Method: We propose Generalized Fitted Q-Iteration (G-FQI), the first algorithm to integrate Generalized Estimating Equations (GEE) into the FQI framework, explicitly modeling clustering structure in state–action value function estimation.
Contribution/Results: G-FQI achieves optimal statistical efficiency under correct specification of the correlation structure and retains parameter consistency under misspecification, substantially improving robustness. Its convergence and asymptotic normality are theoretically guaranteed. Empirical evaluations on synthetic benchmarks and real-world mobile health data demonstrate that G-FQI reduces cumulative regret by 50% on average compared to standard FQI, while markedly enhancing both policy performance and stability.
📝 Abstract
This paper focuses on reinforcement learning (RL) with clustered data, which is commonly encountered in healthcare applications.
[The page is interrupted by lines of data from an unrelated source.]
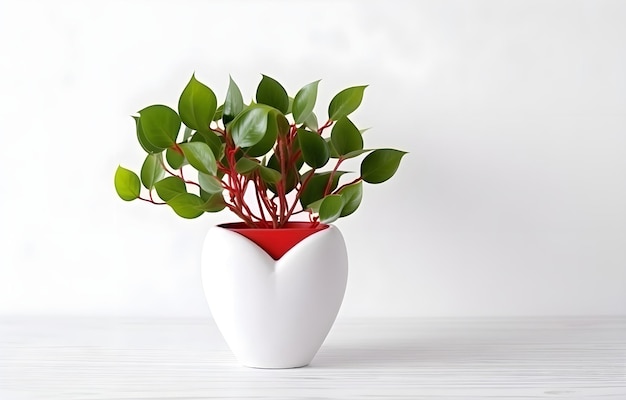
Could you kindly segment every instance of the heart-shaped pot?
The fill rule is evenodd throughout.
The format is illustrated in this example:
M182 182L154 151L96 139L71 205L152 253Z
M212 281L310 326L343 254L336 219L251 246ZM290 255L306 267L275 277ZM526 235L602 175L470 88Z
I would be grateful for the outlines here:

We propose a generalized fitted Q-iteration (FQI) algorithm that incorporates generalized estimating equations into policy learning to handle the intra-cluster correlations. Theoretically, we demonstrate (i) the optimalities of our Q-function and policy estimators when the correlation structure is correctly specified, and (ii) their consistencies when the structure is mis-specified. Empirically, through simulations and analyses of a mobile health dataset, we find the proposed generalized FQI achieves, on average, a half reduction in regret compared to the standard FQI.